I am searching for a Pythonic way of solving this problem. Thank you all.

Answer 1

I think drawing the polygon and filling it is a good start, you're going to need something like that anyway and those algorithms are usually fine tuned in C. But don't use a RGB image, use a black/white image, and use numpy.where() to find the pixels where it's 1.

According to this question, the mahotas library has a fill_polygon function that works with numpy arrays.

I'm starting the following code from your function (I would subtract the minx and maxx too) but note that I can't test it at all, I'm not on my dev machine.

import numpy as np
import mahotas

def render(poly): # removed parameter 'z'
    xs = [i[0] for i in poly]
    ys = [i[1] for i in poly]
    minx, maxx = min(xs), max(xs)
    miny, maxy = min(ys), max(ys)
    X = maxx - minx + 1
    Y = maxy - miny + 1
    newPoly = [(x - minx, y - miny) for (x, y) in poly]           

    grid = np.zeros((X, Y), dtype=np.int8)
    mahotas.polygon.fill_polygon(newPoly, grid)

    return [(x + minx, y + miny) for (x, y) in np.where(grid)]

Answer 2

I suggest to use matplotlib contains_points()

from matplotlib.path import Path

tupVerts=[(86, 52), (85, 52), (81, 53), (80, 52), (79, 48), (81, 49), (86, 53),
 (85, 51), (82, 54), (84, 54), (83, 49), (81, 52), (80, 50), (81, 48),
 (85, 50), (86, 54), (85, 54), (80, 48), (79, 50), (85, 49), (80, 51),
 (85, 53), (82, 49), (83, 54), (82, 53), (84, 49), (79, 49)]


x, y = np.meshgrid(np.arange(300), np.arange(300)) # make a canvas with coordinates
x, y = x.flatten(), y.flatten()
points = np.vstack((x,y)).T 

p = Path(tupVerts) # make a polygon
grid = p.contains_points(points)
mask = grid.reshape(300,300) # now you have a mask with points inside a polygon

Answer 3

Try this code. poly_coords are the coordinates of your polygon, 'coord' is coordinate of point you want to check if it is inside the polygon.

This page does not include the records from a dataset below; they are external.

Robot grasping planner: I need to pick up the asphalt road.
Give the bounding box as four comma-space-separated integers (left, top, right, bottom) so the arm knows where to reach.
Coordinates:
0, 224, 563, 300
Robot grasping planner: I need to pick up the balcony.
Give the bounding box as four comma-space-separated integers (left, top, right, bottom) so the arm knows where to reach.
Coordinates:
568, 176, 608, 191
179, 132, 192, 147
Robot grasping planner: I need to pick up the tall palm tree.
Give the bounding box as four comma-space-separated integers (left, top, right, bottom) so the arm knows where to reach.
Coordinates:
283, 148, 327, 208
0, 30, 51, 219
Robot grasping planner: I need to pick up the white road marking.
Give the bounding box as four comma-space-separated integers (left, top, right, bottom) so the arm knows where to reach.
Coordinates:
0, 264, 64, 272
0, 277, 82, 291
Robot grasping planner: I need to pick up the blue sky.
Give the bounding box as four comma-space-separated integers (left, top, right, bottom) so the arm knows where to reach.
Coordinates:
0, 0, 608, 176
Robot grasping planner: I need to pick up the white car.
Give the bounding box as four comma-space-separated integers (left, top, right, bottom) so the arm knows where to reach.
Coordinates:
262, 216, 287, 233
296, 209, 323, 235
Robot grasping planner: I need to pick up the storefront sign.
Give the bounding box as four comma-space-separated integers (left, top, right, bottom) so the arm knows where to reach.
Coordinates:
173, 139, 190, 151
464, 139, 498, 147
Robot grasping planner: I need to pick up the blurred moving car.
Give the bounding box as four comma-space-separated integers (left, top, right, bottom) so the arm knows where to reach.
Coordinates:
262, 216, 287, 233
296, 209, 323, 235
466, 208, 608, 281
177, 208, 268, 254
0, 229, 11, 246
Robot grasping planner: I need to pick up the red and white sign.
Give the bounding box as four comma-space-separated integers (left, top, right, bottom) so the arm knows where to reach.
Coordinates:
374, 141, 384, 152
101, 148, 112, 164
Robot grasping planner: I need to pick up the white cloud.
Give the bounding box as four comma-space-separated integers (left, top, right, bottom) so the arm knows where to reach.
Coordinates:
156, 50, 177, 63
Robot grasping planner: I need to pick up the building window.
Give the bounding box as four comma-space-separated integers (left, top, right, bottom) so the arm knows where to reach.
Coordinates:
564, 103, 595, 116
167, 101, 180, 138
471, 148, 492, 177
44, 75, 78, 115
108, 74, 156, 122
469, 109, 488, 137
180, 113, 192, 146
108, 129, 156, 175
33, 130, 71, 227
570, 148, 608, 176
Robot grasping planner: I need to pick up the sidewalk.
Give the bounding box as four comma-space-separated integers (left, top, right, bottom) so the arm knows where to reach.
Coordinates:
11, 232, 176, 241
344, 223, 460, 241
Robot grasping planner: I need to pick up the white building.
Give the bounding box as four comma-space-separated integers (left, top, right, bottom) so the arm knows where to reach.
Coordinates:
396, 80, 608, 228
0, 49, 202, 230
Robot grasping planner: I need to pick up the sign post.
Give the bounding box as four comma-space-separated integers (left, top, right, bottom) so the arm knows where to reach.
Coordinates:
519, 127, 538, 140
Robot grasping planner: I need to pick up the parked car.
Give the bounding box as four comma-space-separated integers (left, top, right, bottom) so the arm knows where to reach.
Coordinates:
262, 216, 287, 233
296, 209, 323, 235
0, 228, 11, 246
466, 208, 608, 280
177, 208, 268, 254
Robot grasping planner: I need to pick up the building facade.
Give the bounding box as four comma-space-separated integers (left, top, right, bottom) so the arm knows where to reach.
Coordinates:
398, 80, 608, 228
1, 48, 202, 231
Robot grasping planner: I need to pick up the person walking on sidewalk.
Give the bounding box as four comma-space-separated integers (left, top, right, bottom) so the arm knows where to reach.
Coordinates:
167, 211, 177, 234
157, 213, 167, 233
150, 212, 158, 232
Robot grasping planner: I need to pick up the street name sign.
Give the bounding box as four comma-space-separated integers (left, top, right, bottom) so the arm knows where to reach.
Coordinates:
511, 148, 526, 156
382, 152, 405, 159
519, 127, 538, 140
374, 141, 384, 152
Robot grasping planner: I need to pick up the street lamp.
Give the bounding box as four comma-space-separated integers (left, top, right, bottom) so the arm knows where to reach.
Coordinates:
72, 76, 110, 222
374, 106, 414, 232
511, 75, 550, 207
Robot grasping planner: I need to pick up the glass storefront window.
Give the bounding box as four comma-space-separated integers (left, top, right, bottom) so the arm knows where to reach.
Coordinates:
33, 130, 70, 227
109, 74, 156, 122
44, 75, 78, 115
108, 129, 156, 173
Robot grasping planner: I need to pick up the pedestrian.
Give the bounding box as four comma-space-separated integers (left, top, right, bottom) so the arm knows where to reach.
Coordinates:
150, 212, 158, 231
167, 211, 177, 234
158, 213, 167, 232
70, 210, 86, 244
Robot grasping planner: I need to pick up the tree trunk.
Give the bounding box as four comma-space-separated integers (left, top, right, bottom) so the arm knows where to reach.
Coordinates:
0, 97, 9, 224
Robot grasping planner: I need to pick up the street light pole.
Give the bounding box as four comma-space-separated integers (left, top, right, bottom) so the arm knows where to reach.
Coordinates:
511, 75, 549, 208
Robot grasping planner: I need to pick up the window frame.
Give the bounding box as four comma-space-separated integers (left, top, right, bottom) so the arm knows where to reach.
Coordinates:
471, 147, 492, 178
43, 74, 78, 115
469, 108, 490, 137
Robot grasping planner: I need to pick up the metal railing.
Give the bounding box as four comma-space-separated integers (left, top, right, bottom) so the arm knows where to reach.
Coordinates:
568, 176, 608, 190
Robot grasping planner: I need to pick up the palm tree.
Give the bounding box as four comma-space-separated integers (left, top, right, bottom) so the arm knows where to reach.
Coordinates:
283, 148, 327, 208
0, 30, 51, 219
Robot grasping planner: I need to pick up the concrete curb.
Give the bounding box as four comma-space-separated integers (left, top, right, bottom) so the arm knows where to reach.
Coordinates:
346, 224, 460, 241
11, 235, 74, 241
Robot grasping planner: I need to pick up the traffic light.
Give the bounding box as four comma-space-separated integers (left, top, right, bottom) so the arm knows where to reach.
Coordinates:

def testP(coord, poly_coords):
    """
    The coordinates should be in the form of list of x and y
    """
    test1 = n.array(poly_coords)
    test2 = n.vstack((poly_coords[1:], poly_coords[:1]))
    test  = test2-test1
    m = test[:,1]/test[:,0]
    c = test1[:,1]-m*test1[:,0]
    xval = (coord[1]-c)/m
    print 'xVal:\t'; print xval
    print (test1[:,0]-xval)*(test2[:,0]-xval)
    check = n.where((xval>=coord[0])&((test1[:,0]-xval)*(test2[:,0]-xval)<0))[0]
    print check
    print len(check)
    if len(check)%2==0:
        return False
    else:
        return True

If you want to make it even faster, take out the part of algo related to polygon, slope and offset and run the rest of code using 'map' function. Something like this:

test1 = n.array( your polygon)
test2 = n.vstack((test1[1:], test1[:1]))
test  = test2-test1
m = test[:,1]/test[:,0]
c = test1[:,1]-m*test1[:,0]

def testP(coord):
    """
    The coordinates should be in the form of list of x and y
    """
    global test, test1, test2, m,c
    xval = (coord[1]-c)/m
    check = n.where((xval>=coord[0])&((test1[:,0]-xval)*(test2[:,0]-xval)<0))[0]
    if len(check)%2==0:
        return False
    else:
        return True
coords = n.array(( your coords in x,y ))
map (testP, coords)

You can remove 'print' commands if you want. This code is made for python 2.7

Answer 4

Building upon RemcoGerlich's answer here's a validated function:

import numpy as np
import mahotas

def render(poly):
    """Return polygon as grid of points inside polygon.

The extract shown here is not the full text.